China I. Wirtschaftliche Herausforderungen

China beherrscht bereits seit Jahrzehnten als Faszinosum die Themenlandschaft der westlichen Medien. In den letzten 20 Jahren änderte sich die Wahrnehmung des Landes rasant: Vom zunächst belächelten, dann gefürchteten „Kopierladen“ der Welt und Billiglohnland hat sich die Volksrepublik zu einer ernstzunehmenden Wirtschafts- und Militärmacht entwickelt. Anlässlich des derzeit in Peking stattfindenden KP-Kongresses werfen wir einen Blick auf Wirtschaft und Gesellschaft.

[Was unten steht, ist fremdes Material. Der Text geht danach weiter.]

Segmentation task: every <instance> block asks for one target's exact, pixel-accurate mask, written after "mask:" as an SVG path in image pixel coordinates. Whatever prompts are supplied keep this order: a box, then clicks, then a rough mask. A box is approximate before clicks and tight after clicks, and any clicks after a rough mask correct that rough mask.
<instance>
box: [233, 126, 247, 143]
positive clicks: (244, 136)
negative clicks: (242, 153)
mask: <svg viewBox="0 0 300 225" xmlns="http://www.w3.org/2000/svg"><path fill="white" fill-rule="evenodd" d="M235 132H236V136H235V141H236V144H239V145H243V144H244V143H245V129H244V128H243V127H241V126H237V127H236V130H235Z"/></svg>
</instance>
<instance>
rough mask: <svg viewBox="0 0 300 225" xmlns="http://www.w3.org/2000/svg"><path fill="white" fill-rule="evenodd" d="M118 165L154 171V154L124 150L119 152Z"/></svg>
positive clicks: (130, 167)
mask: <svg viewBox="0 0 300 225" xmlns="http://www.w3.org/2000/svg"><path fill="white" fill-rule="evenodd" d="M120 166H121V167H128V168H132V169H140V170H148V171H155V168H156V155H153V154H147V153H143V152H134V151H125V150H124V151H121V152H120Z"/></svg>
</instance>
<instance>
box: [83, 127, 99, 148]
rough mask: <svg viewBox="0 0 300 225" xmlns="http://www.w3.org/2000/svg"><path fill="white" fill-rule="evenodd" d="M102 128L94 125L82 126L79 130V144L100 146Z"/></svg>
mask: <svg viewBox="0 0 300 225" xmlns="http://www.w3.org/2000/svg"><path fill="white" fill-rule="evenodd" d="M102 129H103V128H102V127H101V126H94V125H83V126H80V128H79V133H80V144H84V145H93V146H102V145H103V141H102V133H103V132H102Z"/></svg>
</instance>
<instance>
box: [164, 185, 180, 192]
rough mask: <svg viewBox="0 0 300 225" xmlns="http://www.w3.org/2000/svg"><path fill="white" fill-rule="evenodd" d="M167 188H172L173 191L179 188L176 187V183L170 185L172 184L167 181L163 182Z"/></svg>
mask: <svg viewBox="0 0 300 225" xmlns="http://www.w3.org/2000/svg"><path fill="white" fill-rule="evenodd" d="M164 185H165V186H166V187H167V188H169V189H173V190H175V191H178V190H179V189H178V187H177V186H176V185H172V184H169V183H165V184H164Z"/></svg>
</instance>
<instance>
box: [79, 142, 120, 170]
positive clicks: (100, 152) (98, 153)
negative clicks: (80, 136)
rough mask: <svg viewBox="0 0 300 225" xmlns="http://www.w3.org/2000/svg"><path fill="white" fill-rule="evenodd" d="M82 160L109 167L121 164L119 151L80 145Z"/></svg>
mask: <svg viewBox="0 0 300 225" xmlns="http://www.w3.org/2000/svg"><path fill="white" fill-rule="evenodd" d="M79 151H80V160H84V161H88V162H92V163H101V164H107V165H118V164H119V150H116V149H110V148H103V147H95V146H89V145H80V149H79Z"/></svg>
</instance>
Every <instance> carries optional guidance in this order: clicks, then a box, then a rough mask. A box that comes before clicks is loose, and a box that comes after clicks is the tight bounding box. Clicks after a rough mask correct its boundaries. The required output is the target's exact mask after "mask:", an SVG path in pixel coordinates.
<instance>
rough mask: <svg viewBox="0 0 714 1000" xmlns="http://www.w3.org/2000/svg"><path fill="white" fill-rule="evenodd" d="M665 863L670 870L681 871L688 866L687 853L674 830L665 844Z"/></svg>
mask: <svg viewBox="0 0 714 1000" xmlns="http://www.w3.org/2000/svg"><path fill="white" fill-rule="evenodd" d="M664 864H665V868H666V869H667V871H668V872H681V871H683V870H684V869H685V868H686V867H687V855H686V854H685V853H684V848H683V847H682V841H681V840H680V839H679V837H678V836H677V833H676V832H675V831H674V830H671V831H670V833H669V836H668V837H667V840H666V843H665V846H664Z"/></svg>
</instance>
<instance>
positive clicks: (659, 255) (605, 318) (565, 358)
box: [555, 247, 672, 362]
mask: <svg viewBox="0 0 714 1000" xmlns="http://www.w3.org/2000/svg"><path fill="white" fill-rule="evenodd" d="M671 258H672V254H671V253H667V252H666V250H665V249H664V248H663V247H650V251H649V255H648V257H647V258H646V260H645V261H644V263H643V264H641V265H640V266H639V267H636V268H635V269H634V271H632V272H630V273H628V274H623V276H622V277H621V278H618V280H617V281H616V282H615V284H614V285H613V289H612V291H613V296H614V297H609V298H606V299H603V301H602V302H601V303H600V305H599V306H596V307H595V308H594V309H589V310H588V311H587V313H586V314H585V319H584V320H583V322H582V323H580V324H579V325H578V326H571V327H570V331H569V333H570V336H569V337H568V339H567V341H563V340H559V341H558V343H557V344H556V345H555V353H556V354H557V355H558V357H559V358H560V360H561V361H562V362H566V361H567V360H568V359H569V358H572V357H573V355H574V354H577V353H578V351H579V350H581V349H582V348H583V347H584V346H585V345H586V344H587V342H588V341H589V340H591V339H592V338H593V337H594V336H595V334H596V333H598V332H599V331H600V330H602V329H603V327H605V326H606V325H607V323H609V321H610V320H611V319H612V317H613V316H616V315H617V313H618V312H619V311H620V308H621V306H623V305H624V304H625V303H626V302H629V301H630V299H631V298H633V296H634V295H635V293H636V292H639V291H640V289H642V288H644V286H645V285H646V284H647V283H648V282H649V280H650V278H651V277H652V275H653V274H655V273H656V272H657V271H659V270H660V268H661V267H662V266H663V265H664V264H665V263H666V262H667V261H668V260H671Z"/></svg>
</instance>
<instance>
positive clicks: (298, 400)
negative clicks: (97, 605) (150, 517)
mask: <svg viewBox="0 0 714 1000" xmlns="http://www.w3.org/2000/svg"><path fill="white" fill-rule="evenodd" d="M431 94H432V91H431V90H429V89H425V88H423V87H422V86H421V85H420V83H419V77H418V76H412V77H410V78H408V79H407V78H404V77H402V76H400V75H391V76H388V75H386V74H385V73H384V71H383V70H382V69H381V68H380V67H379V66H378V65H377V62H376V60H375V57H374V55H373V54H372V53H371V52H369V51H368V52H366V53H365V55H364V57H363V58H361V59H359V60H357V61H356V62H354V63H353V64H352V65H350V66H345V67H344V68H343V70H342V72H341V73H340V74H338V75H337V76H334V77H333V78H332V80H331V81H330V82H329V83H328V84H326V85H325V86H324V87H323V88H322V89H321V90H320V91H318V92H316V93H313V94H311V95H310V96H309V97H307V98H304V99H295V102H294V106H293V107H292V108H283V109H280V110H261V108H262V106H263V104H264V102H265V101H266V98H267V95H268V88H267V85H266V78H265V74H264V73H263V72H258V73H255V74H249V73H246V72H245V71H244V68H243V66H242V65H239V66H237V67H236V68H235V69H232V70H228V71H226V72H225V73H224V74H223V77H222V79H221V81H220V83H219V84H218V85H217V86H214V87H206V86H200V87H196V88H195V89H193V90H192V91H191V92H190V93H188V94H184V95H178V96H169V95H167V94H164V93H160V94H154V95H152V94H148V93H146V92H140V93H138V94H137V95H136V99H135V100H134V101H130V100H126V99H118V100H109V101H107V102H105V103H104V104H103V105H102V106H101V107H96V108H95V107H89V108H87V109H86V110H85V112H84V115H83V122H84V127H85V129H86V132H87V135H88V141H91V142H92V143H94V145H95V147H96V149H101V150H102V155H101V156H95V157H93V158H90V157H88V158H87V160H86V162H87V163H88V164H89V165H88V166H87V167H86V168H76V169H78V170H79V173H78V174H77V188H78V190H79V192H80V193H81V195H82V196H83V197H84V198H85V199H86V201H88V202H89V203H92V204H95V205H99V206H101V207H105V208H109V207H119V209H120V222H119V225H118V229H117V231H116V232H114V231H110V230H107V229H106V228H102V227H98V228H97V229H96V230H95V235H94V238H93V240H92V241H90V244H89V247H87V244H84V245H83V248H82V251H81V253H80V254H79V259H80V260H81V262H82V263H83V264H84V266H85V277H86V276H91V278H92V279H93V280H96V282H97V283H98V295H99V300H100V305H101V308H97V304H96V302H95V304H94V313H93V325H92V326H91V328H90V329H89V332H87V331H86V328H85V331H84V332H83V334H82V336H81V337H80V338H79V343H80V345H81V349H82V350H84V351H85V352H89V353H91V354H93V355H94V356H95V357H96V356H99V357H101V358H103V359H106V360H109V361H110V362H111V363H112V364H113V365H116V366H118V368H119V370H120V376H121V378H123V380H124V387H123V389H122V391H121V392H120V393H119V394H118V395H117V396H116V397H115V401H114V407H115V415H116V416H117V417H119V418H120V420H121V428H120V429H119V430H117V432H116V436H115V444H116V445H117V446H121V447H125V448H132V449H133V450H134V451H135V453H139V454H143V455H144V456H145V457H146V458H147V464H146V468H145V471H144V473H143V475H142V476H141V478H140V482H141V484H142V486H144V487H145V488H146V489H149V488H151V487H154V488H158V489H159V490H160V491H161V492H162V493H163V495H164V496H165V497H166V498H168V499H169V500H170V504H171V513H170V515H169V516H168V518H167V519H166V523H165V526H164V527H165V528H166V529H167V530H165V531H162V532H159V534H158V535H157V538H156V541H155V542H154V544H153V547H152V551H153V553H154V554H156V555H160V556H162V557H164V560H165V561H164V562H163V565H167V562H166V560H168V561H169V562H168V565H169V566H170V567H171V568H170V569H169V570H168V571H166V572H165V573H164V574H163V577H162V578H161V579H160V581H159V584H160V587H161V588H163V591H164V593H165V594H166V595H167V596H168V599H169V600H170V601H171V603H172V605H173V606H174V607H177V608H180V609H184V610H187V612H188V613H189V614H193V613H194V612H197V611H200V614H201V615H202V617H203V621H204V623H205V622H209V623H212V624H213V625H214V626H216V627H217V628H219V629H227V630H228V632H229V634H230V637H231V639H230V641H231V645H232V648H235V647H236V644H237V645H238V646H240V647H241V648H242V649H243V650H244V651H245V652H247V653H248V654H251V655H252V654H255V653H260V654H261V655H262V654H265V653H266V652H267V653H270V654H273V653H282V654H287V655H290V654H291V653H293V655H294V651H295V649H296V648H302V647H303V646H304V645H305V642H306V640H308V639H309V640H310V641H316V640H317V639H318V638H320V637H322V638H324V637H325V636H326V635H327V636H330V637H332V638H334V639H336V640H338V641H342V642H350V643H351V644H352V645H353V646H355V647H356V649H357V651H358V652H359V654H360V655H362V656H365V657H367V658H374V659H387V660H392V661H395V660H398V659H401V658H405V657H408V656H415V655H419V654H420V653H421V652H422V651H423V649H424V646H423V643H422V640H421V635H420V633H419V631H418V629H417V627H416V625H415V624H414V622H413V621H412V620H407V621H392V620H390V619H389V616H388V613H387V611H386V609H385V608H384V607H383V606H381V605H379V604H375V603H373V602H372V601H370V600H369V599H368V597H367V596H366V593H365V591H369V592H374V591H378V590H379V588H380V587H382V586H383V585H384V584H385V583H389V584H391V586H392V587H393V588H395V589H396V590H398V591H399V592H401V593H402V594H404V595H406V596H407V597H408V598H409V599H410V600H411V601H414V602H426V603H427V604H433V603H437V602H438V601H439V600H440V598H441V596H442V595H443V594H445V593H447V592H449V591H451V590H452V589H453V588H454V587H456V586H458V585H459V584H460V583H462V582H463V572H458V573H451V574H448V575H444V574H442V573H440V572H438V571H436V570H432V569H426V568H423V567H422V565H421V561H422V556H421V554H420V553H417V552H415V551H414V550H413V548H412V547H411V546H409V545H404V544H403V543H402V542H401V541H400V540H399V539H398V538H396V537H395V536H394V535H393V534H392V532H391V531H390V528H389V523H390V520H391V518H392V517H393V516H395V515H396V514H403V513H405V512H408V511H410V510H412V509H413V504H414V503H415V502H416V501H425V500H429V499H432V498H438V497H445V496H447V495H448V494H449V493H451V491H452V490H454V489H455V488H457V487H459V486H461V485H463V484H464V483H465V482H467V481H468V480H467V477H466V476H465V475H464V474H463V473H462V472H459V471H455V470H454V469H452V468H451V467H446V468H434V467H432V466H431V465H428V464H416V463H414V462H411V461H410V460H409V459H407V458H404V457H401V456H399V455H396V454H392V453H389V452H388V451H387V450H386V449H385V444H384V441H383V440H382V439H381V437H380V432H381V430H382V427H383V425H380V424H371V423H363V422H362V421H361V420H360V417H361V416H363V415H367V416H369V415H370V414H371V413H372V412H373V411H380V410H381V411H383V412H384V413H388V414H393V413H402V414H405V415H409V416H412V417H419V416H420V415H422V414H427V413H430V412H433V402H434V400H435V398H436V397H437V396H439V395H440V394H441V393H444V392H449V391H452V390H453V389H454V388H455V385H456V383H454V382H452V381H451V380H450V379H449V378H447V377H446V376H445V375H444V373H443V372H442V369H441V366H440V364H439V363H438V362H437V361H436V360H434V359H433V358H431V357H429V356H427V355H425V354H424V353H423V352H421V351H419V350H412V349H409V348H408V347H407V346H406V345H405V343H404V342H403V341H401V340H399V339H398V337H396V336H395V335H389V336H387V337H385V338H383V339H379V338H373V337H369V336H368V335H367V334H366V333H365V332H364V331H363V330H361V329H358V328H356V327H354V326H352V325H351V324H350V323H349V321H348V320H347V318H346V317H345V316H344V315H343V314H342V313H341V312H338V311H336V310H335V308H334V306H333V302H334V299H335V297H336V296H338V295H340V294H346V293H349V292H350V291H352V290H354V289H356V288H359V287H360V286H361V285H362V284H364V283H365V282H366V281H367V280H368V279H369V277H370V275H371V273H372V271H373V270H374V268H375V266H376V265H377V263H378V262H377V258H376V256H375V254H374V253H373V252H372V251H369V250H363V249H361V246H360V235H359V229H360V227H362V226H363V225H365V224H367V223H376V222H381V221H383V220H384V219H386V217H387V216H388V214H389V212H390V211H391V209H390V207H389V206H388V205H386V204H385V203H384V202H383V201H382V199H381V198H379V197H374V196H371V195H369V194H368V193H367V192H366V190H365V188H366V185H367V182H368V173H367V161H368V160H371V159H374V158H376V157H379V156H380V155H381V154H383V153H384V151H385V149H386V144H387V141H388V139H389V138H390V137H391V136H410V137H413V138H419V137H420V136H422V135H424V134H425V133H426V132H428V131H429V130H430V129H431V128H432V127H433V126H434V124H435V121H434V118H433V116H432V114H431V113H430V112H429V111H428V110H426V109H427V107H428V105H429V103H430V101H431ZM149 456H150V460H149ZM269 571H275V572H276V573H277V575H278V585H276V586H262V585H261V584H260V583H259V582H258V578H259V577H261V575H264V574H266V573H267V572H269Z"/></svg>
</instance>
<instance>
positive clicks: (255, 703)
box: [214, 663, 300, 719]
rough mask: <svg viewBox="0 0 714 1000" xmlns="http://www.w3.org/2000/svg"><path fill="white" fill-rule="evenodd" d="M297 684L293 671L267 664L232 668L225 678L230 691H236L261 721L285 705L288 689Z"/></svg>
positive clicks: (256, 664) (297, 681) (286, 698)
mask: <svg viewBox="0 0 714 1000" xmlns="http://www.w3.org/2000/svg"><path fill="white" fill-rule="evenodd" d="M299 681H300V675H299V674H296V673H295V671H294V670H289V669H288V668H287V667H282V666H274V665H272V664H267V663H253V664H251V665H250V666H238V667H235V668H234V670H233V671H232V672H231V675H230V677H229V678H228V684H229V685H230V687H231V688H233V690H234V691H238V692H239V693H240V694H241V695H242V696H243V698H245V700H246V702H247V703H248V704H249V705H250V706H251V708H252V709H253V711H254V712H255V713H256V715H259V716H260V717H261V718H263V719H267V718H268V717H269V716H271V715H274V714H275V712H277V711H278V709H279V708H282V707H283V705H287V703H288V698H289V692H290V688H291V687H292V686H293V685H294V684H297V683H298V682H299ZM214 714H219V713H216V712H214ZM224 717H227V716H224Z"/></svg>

Gewaltige Wirtschaftskraft

Drei Konzerne können als Sinnbild für die gewaltige Wirtschaftskraft des Landes stehen: Huawei ist mit seinem neuen Spitzenmodell Mate 10 seinen beiden Konkurrenten Samsung und Apple hart auf den Fersen. Alibaba ist einer der größten E-Commerce-Händler der Welt und die App Wechat des Konzerns Tencent nutzen 800 Millionen Menschen. Zugleich mehren sich die Nachrichten über die gewaltigen Investitionen Chinas entlang der sogenannten Neuen Seidenstraße, in Afrika oder jüngst in die saudi-arabische Ölindustrie. Viele dieser Projekte dienen heute auch dazu, den Ruf Chinas als Unterstützer der Globalisierung und ehrlichen Partner der internationalen Entwicklungszusammenarbeit zu fördern

Wachstum

Das Wirtschaftswachstum Chinas hat sich im Gegensatz zu den zweistelligen Zahlen in den Jahren zuvor bei circa 7% eingependelt. Der gewaltige Ausbau der chinesischen Infrastruktur ist nun weitgehend abgeschlossen und soll durch ein auf Konsum beruhendes Wirtschaftsmodell ersetzt werden. Bereits heute trägt der Dienstleistungssektor mehr zum Wachstum bei als die fertigende Industrie.

Herausforderungen

Gleichwohl steht das Land vor großen Herausforderungen: Das Wachstum im Bausektor und in den Staatsbetrieben beruht auf der Inanspruchnahme hoher Kredite, die Unternehmensschulden steigen. Hinzu treten Überkapazitäten in der Produktion und mangelnde Produktivität in einzelnen Branchen, Tendenzen einer Kapitalflucht und die Furcht vor einer Immobilienblase. Es besteht die Gefahr, dass der notwendige Strukturwandel durch die Aufnahme neuer Schulden verlangsamt wird, Wettbewerbsnachteile entstehen und sich möglicherweise der Anlass für eine neue Finanzkrise ergibt. Befürchtungen, die Europäern ja nicht allzu fremd sind.

Starker Staat

Dennoch ist zu erwarten, dass sich die staatlich finanzierten Konzentrationsprozesse der Staatsunternehmen – wie man sie im Energie- und Bahnsektor kennengelernt hatte – fortsetzen. Die Staatsunternehmen gelten der KP auch als Mittel wirtschaftliche Ungleichgewichte zwischen einzelnen Regionen auszugleichen. Einher gehen diese Tendenzen mit einer intensivierten Rückkehr zur Planwirtschaft und dem neuerlichen Ausbau der Parteiherrschaft. Partei und Staatschef scheinen stark wie lange nicht mehr.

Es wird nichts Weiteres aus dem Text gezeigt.